Title: 'Media Freedom in the Age of Citizen Journalism'

Speaker: Dr Peter Coe, University of Reading 

Biography:

Dr Peter Coe has been a Lecturer in Law specialising in Media Law and Criminal Law at the University of Reading since September 2019. Prior to this, he was a practising barrister specialising in privacy, defamation and reputation management, having been Called to Bar by Lincoln's Inn in 2007 as a Lord Denning Scholar and Hardwicke Entrance Scholar. He has also held a Senior Lectureship in Law at Aston University, where he taught Media Law and Criminal Law. His primary research interests are: (i) citizen journalism's impact on free speech, media freedom and regulation, and the concepts of privacy and reputation; (ii) defamation, including the protection of corporate reputation; (iii) media power and plurality, the role the media plays within society and its impact on democracy. His work in these areas has been published in leading journals such as Legal Studies, the University of Melbourne's Media & Arts Law Review, the Journal of Business Law and Northern Ireland Legal Quarterly. Peter is also co-editor (with Professor Paul Wragg) of "Landmark Cases in Privacy Law" which will be published by Hart Publishing in 2022. In 2021, his research led him to be invited to join the Institute of Advanced Legal Studies and Information Law and Policy Centre as an Associate Research Fellow, having been a Research Associate at the ILPC since 2018. In 2020 he was also appointed as an Advisor to the University of East London's Online Harms and Cyber Crime Unit.  

Abstract:

Journalism has changed. The internet and social media have permanently altered the media ecology and have shifted the media paradigm beyond recognition by enabling new actors to enter the media marketplace, and by changing the way that news is generated, published, and consumed.

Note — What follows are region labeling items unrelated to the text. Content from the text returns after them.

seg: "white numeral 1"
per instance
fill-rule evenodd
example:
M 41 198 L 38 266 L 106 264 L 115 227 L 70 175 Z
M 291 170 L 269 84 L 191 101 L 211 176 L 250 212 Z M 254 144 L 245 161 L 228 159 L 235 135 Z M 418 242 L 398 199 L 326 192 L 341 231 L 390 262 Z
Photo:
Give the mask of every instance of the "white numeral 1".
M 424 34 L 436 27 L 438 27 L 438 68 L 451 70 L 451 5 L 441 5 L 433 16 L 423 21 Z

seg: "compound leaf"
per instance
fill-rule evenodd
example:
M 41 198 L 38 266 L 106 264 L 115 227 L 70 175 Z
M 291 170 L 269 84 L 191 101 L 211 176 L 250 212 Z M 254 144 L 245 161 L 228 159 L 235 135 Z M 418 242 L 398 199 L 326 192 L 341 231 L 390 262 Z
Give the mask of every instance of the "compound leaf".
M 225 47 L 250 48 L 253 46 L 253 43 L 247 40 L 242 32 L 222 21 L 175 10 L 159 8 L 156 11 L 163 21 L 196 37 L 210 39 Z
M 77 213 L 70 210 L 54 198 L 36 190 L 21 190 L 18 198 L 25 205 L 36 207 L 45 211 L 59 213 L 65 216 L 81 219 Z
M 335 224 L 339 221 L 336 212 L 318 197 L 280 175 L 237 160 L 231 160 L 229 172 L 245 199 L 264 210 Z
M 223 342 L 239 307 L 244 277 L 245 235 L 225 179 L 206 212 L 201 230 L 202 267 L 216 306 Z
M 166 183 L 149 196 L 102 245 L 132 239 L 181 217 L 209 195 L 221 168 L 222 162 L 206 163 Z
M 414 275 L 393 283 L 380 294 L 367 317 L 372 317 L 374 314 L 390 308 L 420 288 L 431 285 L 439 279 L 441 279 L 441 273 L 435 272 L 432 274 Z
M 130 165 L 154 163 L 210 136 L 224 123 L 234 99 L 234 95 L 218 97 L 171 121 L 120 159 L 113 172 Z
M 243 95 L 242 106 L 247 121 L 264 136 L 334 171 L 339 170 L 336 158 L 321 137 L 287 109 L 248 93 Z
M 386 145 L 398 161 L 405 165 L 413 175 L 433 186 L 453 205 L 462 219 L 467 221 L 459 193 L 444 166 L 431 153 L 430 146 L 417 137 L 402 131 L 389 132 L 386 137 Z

Central to this communication revolution are citizen journalists, who's newsgathering and publication activities have made them crucial to public discourse. In my recently published book, Media Freedom in the Age of Citizen Journalism, which I will discuss in this seminar, I interrogate how the internet and social media have enabled citizen journalism to flourish, and what this means for the traditional institutional press, the public sphere, media freedom, and press regulation. I argue that the law's treatment of media freedom as a concept needs to be modernised, as citizen journalists are operating as media, but are not recognised as such. To facilitate this modernisation, I advance a new functional definition of the media that distinguishes media from non-media actors, and which provides a conceptual framework that recognises twenty-first century methods of newsgathering and publication. In doing so, I deal with some of the legal challenges this creates, including those arising from anonymous and pseudonymous speech, contempt of court, defamation, and how voluntary self-regulatory press regulation might be ‘reimagined’ to attract this new breed of journalist.